In “How much and how fast do investors respond to equity premium changes? Evidence from wealth taxation”, Luigi Guiso, together with Andreas Fagereng and Marius Ring, investigates how individual investors respond to predicable changes in the equity premium. The paper exploits a wealth tax reform that first induced an equity premium and later reversed to track individual investor responses. Using administrative data on Norwegian investors’ portfolios, the paper documents strong but slow portfolio allocation responses to the equity premium shock. Tracking the portfolio allocations over time, it shows that the short-run responses are weak and resemble those found in a growing survey-based literature that uses variation in subjective beliefs of stock returns.  However, the longer-run responses are much larger and can be rationalized by a contained coefficient of relative risk aversion between 2 and 3. The finding that response size increases significantly over time suggests that portfolio adjustment frictions are pervasive.
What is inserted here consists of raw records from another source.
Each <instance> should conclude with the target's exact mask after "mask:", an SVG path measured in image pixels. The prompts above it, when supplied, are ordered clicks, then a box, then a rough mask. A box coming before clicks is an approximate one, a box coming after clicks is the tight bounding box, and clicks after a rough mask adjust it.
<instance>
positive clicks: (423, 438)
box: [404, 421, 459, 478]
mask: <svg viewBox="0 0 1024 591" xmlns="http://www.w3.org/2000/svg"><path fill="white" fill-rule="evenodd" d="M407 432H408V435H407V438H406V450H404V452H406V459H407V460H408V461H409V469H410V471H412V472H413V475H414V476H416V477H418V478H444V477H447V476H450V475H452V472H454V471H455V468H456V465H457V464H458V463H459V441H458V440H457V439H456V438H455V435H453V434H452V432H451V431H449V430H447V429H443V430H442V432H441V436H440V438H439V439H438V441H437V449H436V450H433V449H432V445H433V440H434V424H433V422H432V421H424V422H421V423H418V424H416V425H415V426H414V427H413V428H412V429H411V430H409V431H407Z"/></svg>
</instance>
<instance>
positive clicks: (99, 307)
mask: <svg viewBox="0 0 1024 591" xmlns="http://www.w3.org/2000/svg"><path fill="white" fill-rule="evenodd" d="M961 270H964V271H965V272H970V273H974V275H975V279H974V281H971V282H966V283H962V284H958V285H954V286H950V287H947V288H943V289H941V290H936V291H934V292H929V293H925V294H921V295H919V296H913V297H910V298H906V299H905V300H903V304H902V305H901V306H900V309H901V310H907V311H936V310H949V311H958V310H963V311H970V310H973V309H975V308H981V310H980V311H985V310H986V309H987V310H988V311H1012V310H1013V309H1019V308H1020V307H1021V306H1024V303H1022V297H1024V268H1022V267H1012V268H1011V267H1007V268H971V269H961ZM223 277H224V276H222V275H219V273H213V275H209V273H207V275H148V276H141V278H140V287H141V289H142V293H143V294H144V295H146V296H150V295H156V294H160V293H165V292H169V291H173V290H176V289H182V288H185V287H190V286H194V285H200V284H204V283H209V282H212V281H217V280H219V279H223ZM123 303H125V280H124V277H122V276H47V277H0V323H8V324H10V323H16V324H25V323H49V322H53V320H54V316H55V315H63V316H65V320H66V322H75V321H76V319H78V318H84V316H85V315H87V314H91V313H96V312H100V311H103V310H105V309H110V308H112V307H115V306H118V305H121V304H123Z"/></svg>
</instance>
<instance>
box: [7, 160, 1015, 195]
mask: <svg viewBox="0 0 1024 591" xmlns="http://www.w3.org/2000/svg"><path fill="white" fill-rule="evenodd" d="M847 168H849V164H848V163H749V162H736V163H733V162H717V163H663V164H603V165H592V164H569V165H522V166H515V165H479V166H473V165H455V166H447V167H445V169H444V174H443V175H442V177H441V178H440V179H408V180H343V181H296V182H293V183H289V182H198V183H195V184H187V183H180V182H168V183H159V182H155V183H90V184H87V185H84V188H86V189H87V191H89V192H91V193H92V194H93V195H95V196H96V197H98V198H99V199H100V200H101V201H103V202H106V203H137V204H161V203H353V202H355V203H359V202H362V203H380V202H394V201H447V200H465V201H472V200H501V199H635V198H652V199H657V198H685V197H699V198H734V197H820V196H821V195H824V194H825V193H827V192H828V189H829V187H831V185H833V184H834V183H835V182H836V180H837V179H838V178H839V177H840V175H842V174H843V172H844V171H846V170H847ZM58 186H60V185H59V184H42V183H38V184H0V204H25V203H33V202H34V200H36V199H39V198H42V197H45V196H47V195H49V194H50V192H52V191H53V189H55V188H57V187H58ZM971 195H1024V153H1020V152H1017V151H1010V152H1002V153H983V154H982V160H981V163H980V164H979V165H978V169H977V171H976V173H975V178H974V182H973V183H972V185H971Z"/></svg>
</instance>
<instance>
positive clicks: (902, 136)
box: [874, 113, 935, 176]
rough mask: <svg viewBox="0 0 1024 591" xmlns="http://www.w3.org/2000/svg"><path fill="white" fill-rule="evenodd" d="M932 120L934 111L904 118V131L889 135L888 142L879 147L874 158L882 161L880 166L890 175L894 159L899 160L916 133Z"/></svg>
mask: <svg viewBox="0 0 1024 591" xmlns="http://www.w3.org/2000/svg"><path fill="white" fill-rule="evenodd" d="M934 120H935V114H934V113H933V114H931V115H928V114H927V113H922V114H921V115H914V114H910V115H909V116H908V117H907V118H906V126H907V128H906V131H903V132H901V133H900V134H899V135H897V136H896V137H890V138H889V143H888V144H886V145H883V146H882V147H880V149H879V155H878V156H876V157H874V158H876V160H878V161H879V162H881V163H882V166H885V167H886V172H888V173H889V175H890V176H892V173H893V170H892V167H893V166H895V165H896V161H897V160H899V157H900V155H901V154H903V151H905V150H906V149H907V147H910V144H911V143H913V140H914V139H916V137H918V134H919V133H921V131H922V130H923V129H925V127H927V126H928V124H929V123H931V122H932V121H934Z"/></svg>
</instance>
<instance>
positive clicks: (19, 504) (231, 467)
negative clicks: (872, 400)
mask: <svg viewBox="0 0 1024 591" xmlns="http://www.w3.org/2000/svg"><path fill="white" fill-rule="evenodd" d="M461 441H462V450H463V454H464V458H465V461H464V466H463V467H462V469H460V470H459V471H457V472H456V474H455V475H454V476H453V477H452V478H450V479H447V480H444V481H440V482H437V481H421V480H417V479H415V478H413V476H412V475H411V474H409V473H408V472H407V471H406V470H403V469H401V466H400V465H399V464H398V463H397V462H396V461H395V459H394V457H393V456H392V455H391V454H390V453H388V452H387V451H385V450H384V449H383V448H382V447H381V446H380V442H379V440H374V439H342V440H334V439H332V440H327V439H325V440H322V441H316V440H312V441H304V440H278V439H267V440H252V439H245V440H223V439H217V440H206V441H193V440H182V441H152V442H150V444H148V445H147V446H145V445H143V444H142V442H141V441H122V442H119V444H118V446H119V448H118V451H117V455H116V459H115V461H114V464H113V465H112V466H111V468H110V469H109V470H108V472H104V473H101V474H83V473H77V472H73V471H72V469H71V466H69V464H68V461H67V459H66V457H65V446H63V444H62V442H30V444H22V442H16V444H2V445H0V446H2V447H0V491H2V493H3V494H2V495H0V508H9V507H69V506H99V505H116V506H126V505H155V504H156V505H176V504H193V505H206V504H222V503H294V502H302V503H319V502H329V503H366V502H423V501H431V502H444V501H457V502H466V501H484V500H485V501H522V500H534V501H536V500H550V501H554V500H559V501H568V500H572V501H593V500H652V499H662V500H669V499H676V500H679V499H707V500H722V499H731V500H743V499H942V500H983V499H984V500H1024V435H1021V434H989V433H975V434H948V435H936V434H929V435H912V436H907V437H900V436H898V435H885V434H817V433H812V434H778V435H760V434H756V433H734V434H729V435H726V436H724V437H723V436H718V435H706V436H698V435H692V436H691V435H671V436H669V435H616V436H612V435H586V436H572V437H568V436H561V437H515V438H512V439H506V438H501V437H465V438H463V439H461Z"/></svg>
The paper further finds that equity premium increases have large effects on stock market entry but that an equity premium decrease barely induces exits, which is consistent with the presence of both moderate entry costs, estimated at around $800, and considerably smaller per-period participation costs of around $90. The paper findings of slow portfolio responses to equity premium shocks provides supportive evidence for recent strands of literature that build on adjustment frictions to explain a wide range of asset pricing puzzles. They also have implications for optimal capital taxation when tax rates can differ across assets.